Adapting a literary drama into an emotional motion picture experience can be a challenging effort. In the case of Extremely Loud & Incredibly Close, Stephen Daldry — the feller who made Billy Elliot — has taken the 2005 novel of the same name by Jonathan Safran Foer and turned it into a brazen, near-exploitive tale of a young lad attempting to deal with the loss of his father, who died in the World Trade Center on 9/11. You don’t really expect to see exploitation filmmaking in mainstream cinema these days. Nevertheless, Daldry delivers a finished product that bears little more than a slight passing to its source material, having resorted to Academy Award winning screenwriter Eric Roth — who penned Forrest Gump, Ali, and several other overrated “masterpieces.”
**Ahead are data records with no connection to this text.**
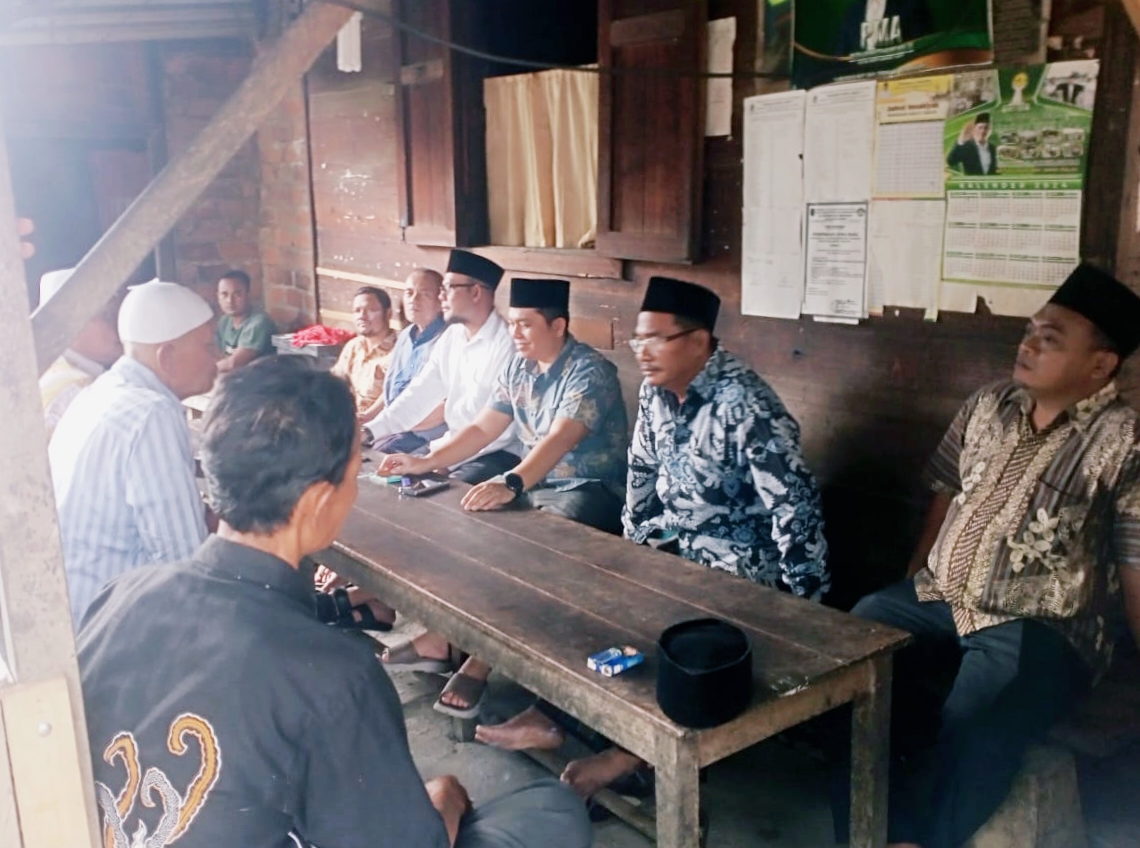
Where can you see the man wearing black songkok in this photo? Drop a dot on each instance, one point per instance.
(1027, 570)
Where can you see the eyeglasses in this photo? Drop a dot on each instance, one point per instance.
(654, 343)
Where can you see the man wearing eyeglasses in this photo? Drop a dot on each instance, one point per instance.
(715, 461)
(462, 369)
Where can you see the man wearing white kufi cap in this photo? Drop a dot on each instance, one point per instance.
(121, 459)
(91, 352)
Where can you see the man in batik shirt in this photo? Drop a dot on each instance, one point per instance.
(714, 467)
(1029, 559)
(715, 458)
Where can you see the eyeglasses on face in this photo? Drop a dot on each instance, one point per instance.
(654, 343)
(448, 287)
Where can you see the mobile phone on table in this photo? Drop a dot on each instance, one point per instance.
(420, 488)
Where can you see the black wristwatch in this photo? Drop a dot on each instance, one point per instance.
(513, 482)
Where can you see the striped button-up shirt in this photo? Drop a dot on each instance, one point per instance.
(123, 477)
(1041, 520)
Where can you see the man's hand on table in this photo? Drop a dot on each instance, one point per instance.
(405, 464)
(489, 495)
(448, 796)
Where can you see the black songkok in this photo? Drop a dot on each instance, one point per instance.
(1105, 301)
(685, 300)
(540, 294)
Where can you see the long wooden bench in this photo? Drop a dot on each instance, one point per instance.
(535, 595)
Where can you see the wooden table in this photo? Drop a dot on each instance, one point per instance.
(534, 595)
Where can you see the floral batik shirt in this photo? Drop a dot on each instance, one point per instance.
(1041, 520)
(723, 470)
(580, 385)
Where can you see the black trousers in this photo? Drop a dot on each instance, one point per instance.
(486, 466)
(963, 711)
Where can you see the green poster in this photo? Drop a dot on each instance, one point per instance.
(837, 39)
(1017, 145)
(1023, 128)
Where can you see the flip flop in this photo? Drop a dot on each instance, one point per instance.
(470, 689)
(405, 658)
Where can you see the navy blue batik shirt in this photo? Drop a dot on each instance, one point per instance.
(723, 470)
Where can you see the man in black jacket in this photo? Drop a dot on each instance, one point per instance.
(974, 154)
(222, 711)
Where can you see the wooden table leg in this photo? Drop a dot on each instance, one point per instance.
(871, 758)
(678, 798)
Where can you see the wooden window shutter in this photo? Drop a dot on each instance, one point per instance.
(651, 129)
(442, 165)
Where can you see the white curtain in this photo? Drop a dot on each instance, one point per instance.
(542, 159)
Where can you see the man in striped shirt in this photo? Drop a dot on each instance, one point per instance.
(121, 459)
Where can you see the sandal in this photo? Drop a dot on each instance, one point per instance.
(470, 689)
(335, 609)
(405, 658)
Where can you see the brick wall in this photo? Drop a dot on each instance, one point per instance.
(285, 231)
(221, 229)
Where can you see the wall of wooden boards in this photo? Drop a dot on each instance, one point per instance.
(872, 400)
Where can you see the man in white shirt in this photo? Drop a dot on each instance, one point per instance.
(121, 459)
(91, 352)
(463, 368)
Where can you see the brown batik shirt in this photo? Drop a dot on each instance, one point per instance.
(1041, 521)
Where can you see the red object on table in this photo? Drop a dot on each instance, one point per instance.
(320, 334)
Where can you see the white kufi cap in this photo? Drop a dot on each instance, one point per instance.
(156, 312)
(51, 282)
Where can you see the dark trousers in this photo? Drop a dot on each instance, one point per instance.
(963, 710)
(593, 504)
(483, 467)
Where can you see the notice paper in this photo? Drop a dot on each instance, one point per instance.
(836, 263)
(904, 265)
(722, 34)
(772, 269)
(910, 117)
(839, 143)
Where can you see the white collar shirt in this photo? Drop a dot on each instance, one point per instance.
(463, 373)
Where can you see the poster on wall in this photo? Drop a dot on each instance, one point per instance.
(837, 39)
(1016, 147)
(910, 115)
(836, 260)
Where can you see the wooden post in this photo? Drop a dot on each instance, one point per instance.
(33, 592)
(678, 792)
(171, 193)
(871, 758)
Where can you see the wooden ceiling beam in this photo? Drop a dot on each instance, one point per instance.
(170, 195)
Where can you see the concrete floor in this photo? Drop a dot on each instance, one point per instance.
(768, 796)
(772, 796)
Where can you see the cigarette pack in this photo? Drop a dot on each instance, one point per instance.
(615, 660)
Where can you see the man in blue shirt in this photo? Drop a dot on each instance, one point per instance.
(424, 315)
(715, 469)
(566, 400)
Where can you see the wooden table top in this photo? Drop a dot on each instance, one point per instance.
(558, 592)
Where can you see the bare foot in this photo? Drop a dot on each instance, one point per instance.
(529, 730)
(429, 646)
(586, 776)
(475, 670)
(380, 610)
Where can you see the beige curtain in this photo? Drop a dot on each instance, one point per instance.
(542, 159)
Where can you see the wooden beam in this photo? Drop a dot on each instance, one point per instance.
(173, 190)
(1133, 8)
(33, 592)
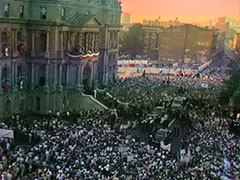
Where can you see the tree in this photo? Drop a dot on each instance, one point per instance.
(232, 84)
(133, 41)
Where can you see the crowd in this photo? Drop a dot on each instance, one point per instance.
(90, 144)
(141, 95)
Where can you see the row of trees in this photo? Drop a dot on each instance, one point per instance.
(133, 41)
(230, 94)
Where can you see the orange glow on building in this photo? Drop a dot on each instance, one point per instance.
(186, 10)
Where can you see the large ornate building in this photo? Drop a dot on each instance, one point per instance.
(50, 50)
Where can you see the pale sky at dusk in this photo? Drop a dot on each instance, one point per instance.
(186, 10)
If you can’t stand child actors, this one’ll grate at your nerves from frame one. First-time actor Thomas Horn, who won the role from being on Jeopardy!, believe it or not, takes the lead as Oskar — a neurotic, withdrawn youngster who shows some serious signs of having Asperger’s syndrome, and who is in desperate need of a guiding hand — across the face, that is. Horn definitely lives up to the Extremely Loud portion of this feature, shouting out one line after another as he wanders from one borough of New York to the next — by himself — in search of a lock that will fit a key he found in his father’s closet. Along the way, he develops a relationship with an old mute man (Max Von Sydow) who is staying with his grandmother, and who may or may not be the young lad’s long lost grandfather.
Mostly, it’s just a movie about a kid looking for something (think North, but only slightly better). The film pulls at your hamstrings from the get-go, trying to pull you in to the depths of an emotional pool it has constructed entirely out of forced tears. Daldry goes a step further by adding Tom Hanks and Sandra Bullock to the film’s cast (giving them top-billing, of course) as Oskar’s late father and absente mother, respectively. The moments with Hanks are pretty generic (though sincere, I suppose), while Bullock’s character borders on laughable — stepping into the feature at the last moment to deliver a corny “Oh, I’ve been there the whole time!” routine. Viola Davis and Jeffrey Wright also appear as two of the many characters Oskar meets, and John Goodman has a small role as a doorman.
Three short months after the movie’s theatrical release, Extremely Loud & Incredibly Close finds its way to Blu-ray in High-Def presentation that far excels anything the portentous, Oscar-hungry director Daldry and his paint-by-numbers screenwriter Roth can come up with. Also included in this Blu-ray/DVD/UltraViolet Digital Copy release are four behind-the-scenes featurettes, most of which are far more interesting than the main presentation itself.
No, of course I don’t recommend it. Why do you ask?